There’s no single right answer here. But here’s how the thinking usually shakes out.
- Chase Sapphire Reserve makes sense if you live in a major US city and already eat at nicer restaurants regularly. You want strong travel insurance and lounge access.
- Amex Platinum makes sense if you fly frequently and want the best lounge experience. You stay at luxury hotels. And you can realistically use the full suite of credits, not just the dining one. If you can use everything this charge card offers, it’s exceptional. If you can only use some of it, the $895 annual fee gets hard to justify.
- Amex Gold makes sense if you eat out a lot and want to earn strong rewards points on every single dinner not just the ones at fancy restaurants. The 4x points on all restaurant spending adds up fast. At $325 a year with $220 in dining credits, it’s the most approachable of the three and the most straightforward about what it’s designed for.

The Trap Nobody Warns You About
A credit only has real value if it replaces spending you were already going to do anyway. The moment you find yourself going out of your way, and driving to a specific restaurant, adding an unnecessary Grubhub order, booking a dinner you wouldn’t have otherwise. Just to use the credit before it expires, you’re not saving money. You’re spending more on behalf of the bank’s strategy.

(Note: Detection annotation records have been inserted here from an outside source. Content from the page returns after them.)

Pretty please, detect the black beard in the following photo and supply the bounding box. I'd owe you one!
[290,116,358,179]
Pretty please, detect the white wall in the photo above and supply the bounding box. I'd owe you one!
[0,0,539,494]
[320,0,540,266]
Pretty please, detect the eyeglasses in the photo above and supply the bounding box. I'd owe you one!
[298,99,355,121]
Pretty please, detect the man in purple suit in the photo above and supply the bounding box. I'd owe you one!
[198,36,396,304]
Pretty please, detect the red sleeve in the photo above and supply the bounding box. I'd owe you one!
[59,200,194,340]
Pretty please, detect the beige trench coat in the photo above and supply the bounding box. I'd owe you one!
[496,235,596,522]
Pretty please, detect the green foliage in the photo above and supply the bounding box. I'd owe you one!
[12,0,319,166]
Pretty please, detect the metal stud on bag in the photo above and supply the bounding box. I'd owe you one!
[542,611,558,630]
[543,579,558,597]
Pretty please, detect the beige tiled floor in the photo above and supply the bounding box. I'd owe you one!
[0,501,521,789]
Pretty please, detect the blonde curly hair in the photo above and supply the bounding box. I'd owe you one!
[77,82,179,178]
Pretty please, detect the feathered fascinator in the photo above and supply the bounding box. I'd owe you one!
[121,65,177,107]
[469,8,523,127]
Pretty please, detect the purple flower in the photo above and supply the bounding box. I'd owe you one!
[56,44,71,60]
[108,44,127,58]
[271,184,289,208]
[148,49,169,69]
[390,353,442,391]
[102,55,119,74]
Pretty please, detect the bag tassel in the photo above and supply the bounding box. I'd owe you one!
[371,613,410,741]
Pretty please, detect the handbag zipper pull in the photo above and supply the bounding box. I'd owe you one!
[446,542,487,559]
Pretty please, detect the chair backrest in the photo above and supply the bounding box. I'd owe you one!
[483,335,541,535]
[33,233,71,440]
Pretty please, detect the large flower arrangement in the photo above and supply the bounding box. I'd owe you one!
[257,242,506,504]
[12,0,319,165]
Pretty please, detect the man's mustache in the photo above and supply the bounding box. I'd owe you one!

A credit that changes your behavior isn’t a benefit. It’s a trap. The families who navigate this well are the ones who pick a card based on their actual life, how they actually eat, where they actually travel, which airlines actually fly their routes to Asia, and then let the credits be a bonus on top of that.

So Where Does This Leave You?
I know this is a lot. And I know the FOMO (fear of missing out) is real, especially when you see a 150,000-point sign-up bonus sitting there and you’re not sure if you should grab it before it’s gone.
Here’s the thing to hold onto: the dining credit is not the main event. It’s the bank keeping your attention. The main event is the points and whether those points can move your family into a business class cabin somewhere over the Pacific.
All three of these credit cards can do that. The right one just depends on which airlines you want to fly, how your family actually spends, and which fee structure makes sense for your life right now. Start there. The rest gets a lot clearer.